Ma le connessioni non sono solo un problema da risolvere. Sono anche una speranza, come ha ben evidenziato l’incontro. La scienza si sta aprendo a nuove forme di cura, che integrano tecnologia e umanità, creando reti di supporto virtuale e programmi di intervento precoce. La sanità, dal canto suo, si impegna a ricostruire ponti tra i giovani e il mondo reale, promuovendo iniziative di educazione emotiva e ascolto attivo. Riconoscere la solitudine come un nemico da combattere è il primo passo verso una società più inclusiva e consapevole.
In questo mare di contatti, la vera sfida è mantenere vivo il senso di umanità, di empatia e di cura reciproca. Le relazioni autentiche sono il balsamo più potente contro l’isolamento e i comportamenti a rischio. Sono il tessuto che ci permette di essere non solo connessi, ma anche realmente presenti, capaci di ascoltare e di essere ascoltati.

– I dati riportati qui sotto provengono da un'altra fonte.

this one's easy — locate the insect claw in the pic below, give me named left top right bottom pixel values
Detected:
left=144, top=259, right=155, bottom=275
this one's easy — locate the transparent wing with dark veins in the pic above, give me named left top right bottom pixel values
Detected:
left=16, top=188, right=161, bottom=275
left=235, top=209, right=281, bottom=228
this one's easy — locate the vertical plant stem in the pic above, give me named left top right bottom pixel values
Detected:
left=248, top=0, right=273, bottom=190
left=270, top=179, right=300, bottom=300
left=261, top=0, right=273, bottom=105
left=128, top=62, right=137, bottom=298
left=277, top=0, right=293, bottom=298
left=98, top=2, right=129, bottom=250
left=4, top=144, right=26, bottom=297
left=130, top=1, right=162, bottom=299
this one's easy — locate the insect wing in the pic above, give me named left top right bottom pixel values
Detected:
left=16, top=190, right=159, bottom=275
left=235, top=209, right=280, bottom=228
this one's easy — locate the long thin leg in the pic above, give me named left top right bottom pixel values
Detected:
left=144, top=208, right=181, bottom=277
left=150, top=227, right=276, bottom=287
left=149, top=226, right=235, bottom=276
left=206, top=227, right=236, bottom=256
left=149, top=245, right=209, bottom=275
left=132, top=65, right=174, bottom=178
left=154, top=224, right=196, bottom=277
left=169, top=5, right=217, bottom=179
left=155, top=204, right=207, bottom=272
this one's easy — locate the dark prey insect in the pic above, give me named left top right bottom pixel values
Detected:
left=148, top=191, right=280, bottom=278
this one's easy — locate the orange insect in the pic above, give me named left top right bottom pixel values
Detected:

E mentre il mondo corre veloce, tra innovazioni e crisi, la domanda rimane: come possiamo coltivare connessioni che non si limitino a un clic, ma che nutrano il nostro essere più profondo? La risposta, forse, sta nel riscoprire il valore di un sorriso, di una parola sincera, di un gesto di cura che ricostruisce il senso di comunità e di appartenenza. Perché, in fondo, siamo tutti parte di un grande tessuto di relazioni. Il vero potere delle connessioni risiede nella capacità di toccare il cuore dell’altro, di creare legami autentici che vadano oltre lo schermo.
In un mondo che corre veloce, fermarsi a guardare negli occhi, ascoltare con attenzione e condividere momenti di reale empatia sono gesti rivoluzionari. Solo così possiamo trasformare le connessioni digitali in ponti di vera solidarietà, ricostruendo un senso di comunità che ci sostenga e ci dia forza, anche nelle solitudini più silenziose.